Art Young Artists 2018

The Soft Power of Eva LeWitt

Eva LeWitt makes injection molds with muffin pans in her Lower East Side studio.
Eva LeWitt makes injection molds with muffin pans in her Lower East Side studio.

Eva LeWitt works with soft materials such as plastic, latex, rubber and polyurethane foam to create hanging sculpture and wall pieces, the materiality of which dissects space and plays with notions of depth and mass. LeWitt studied painting at Bard College before finding sculpture at the very end of her studies. In the decade since graduating, a continued patience and prolificacy have emerged in her practice, situating her in a lineage of sculptors working with soft material such as Eva Hesse and Maren Hassinger. A key element of this lineage is how the work gains significance through manual labor and the ability to work by hand. “Soft materials are the ones I want to touch and I want to play with; they are physically more impressionable than stone, wood, metal. They are also less subject to a prescribed technique, which has freed me up to be inventive, impulsive,” says LeWitt.
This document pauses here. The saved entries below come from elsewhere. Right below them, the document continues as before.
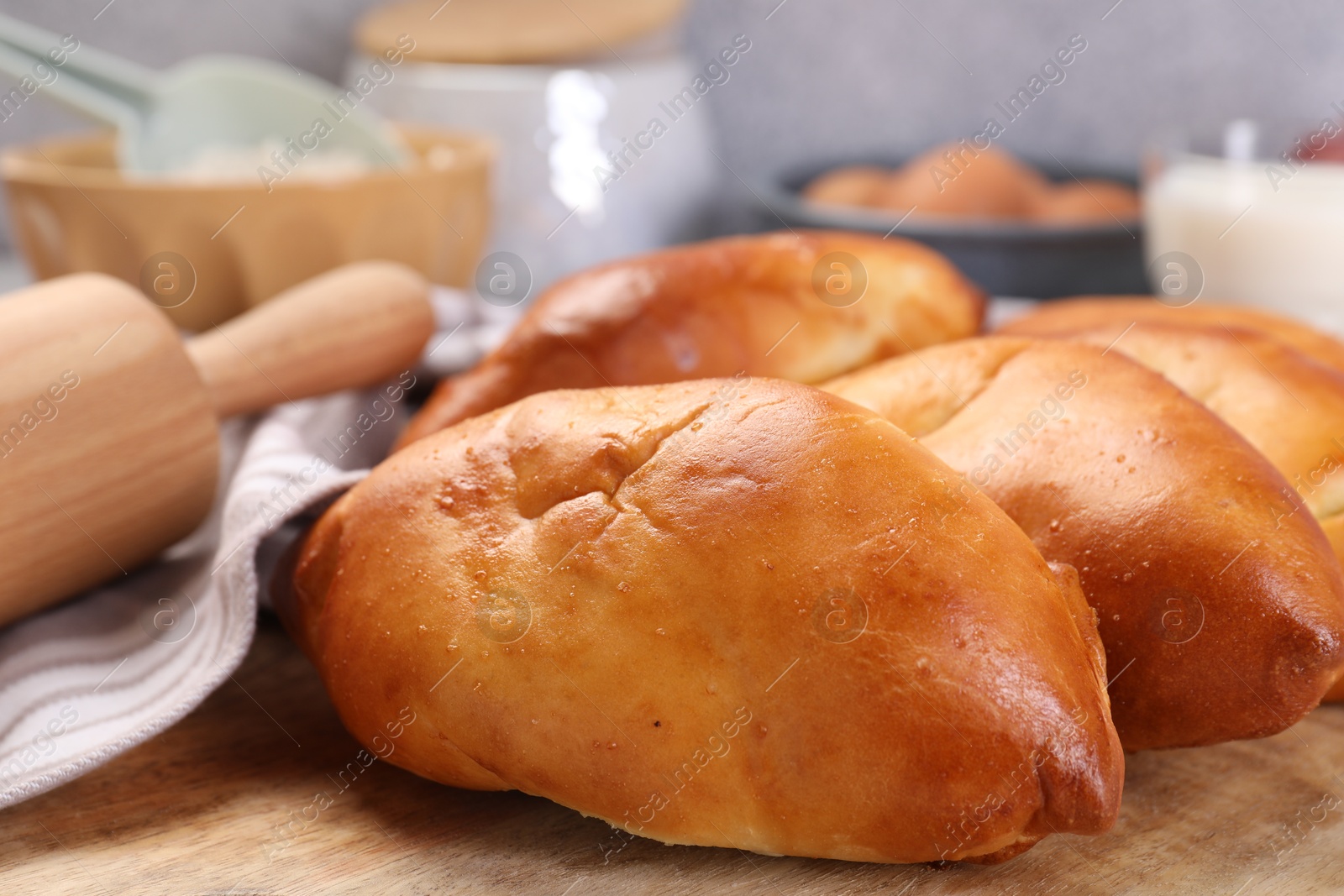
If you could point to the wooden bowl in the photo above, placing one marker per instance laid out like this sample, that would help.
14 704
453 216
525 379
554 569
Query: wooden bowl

Installation view of the exhibition "Eva LeWitt," November 2, 2018—March 19, 2019, The Jewish Museum, NY. Photo by Jason Mandella.

In 2018, the opportunity to do a large-scale installation at Oslo’s gallery VI, VII led LeWitt to begin working differently. She expertly incorporated color into different material elements to imbue the interconnected sculptures with visual energy. “Colors were chosen to radiate heat, to generate energy and vibration,” she explains. LeWitt recently worked with curator Kelly Taxter on an installation for the lobby of the Jewish Museum which is on view through March 2019. While her work continues to grow, LeWitt is adamant that there will be no return to painting, or a divergence into other mediums for that matter. “When it comes to visual arts, I am purely a sculptor.”